The American Indian Movement Interpretive Center will be a cultural hub cradling 6,000-square feet of artifacts, artwork and original documents.
“When [visitors] walk out the backdoor they’ll know everything they ever wanted to know about Indian people,” said Clyde Bellecourt, an AIM founder and the center’s executive director.
But the project is still in fundraising stages. The cost of renovating the 120-year-old building and the center’s first-year operations will total an estimated $5.5 million.
The center’s board of directors is currently seeking funds through this year’s bonding bill in the state Legislature, said Laura Wittstock, AIM’s capital campaign consultant. The project was not listed on Gov. Mark Dayton‘s proposed bill.
Wittstock said if legislative funding doesn’t come through, the board of directors will have to decide whether or not to reapply in 2014. If not, Wittstock will continue seeking private donations. So far, the project has received about $50,000.
The mansion was built in 1892 by Minneapolis lumber magnate Henry Frey, who resided there until 1906. Coincidentally, the wood used to construct the building was taken from White Earth Nation, a reservation in northwest Minnesota, Bellecourt said. Subsequent renters resided in the building until the now-defunct chapter of the University of Minnesota Acacia fraternity took over ownership in 1915.

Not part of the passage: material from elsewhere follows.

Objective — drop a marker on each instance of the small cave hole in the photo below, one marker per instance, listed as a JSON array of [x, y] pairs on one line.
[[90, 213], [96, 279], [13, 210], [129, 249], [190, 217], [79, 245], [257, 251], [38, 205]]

The AIM took over the building in the mid 1980s, using it in various capacities from a library to office space. At some point, Bellecourt tried to sell the building, but was prevented from doing so because of its historical designation.
The renovations of the building will be headed by Bob Roscoe, owner of Design for Preservation, as well as Project Architect Karen Gjerstad.
Roscoe said the renovations are scheduled for 2013 and will take about eight months. But he said it could take longer if funding is not secured.
The renovation will include maximizing the first couple floors for exhibit space, construction of a dining area and gift shop and a temperature controlled basement for the preservation of artifacts.
Along with the many items that will fill the center, one of the main features will include a Richard Bancroft collection of photographs. The collection covers the life of the American Indian Movement from its inception.
Bancroft, a non-native, said he was inspired by the movement and decided to follow and document it throughout the years.
Bellecourt said the center’s importance will connect Minnesota history and the history of his people.
“There’s absolutely nothing that depicts the true history of our people in the state of Minnesota or any other state,” he said.